You also have equation $1.$, which you can use products minus reactants to find

$S n C {l}_{2} + T i B {r}_{2} \to S n B {r}_{2} + T i C {l}_{2} , \Delta H = + 4.2 k J$

$4.2 = \left(S n B {r}_{2} + T i C {l}_{2}\right) - \left(S n C {l}_{2} + T i B {r}_{2}\right)$ (products minus reactants)

$4.2 = S n B {r}_{2} + T i C {l}_{2} - S n C {l}_{2} - T i B {r}_{2}$ (expanding out brackets)

Now you can equate equations $1.$ and $2.$ in their new form, as so

$S n B {r}_{2} + T i C {l}_{2} - S n C {l}_{2} - T i B {r}_{2} + 194.8 = S n B {r}_{2} + T i C {l}_{2} - T i B {r}_{2} - S n C {l}_{4}$

because if you add $194.8$ to equation $1$ it equals $199$ in total, the same as equation $2.$ With these two equal to each other, you can cancel out the similarities on both sides and find what's left.

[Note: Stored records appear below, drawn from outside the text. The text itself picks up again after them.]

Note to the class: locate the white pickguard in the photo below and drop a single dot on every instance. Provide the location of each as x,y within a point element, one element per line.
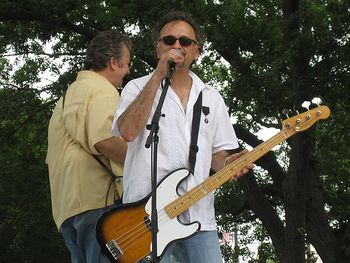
<point>169,229</point>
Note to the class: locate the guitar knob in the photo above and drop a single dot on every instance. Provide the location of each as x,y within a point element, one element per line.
<point>306,105</point>
<point>286,113</point>
<point>317,101</point>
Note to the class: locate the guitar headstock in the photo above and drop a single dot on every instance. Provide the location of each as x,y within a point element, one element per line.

Both sides have a $S n B {r}_{2}$, so you can cancel that. They also have a $T i C {l}_{2}$ and a $- T i B {r}_{2}$, so get rid of those from each side, leaving

$- S n C {l}_{2} + 194.8 = - S n C {l}_{4}$

$S n C {l}_{4} - S n C {l}_{2} = - 194.8 k J$

This is the answer to the question in the form of products minus reactants, because you can see the product is $S n C {l}_{4}$ and the reactants are $S n C {l}_{2}$ and $C {l}_{2}$, though $C {l}_{2}$ has an enthalpy of $0$ so it can be ignored.